GPT-4 as RA? Not yet, it seems.

The below post is by Charlotte Kafka-Gibbons.

Charlotte is a University of Toronto undergraduate, majoring in Biodiversity and Conservation Biology and Environmental Ethics, with a minor in Geographic Information Systems. Charlotte is working closely with Tyler Bateman, a PhD candidate in the Department of Sociology who specializes in Environmental Sociology.

Tyler leads a project studying the various factors that lead to a species becoming classified as invasive, and recently presented results at the Canadian Sociology Association meetings. The research asks two connected questions: 1) What are the cultural meanings of invasive species? and 2) Where do these cultural meanings come from? To answer these questions, the study pursues a computational analysis that uses government texts, biological species records, and additional social data to predict the meanings of individual non-native species— some of which are widely thought of as “invasive”, some of which are not.

The data comes from documents collected in Toronto, Ontario. The findings to date demonstrate a wide diversity in how non-native species gain their meanings. Some species, like the four species dubbed “Asian Carp,” do not have to be physically present to be discussed in policy, labelled invasive and to gain meanings associated with danger and peril.
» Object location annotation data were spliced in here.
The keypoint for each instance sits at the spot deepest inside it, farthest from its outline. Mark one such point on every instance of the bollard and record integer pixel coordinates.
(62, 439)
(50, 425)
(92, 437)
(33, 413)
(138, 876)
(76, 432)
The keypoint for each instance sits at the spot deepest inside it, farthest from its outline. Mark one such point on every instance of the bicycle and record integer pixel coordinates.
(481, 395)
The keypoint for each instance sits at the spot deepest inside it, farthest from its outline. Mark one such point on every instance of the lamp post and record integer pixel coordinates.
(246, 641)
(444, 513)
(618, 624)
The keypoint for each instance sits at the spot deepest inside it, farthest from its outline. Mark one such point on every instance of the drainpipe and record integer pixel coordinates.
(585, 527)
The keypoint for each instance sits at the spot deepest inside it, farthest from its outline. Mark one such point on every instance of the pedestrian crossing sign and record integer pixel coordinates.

Yet many species, such as dog-strangling vine, do not gain the meaning as invasive for a long period following their establishment. In the paper, we discuss these and other variations in terms of how they relate to social factors. These findings help understand the ways cultural meanings subtly guide political and organizational decision-making.

This project was featured in the School of Cities Research Insights series on the Urban Genome project, available here.

This summer, Charlotte has been assisting Tyler to add new variables to the analytical model. Specifically, they classify each species’ position in the “invasion curve” (defined below) and ask how that classification impacts the species probability of being treated as invasive.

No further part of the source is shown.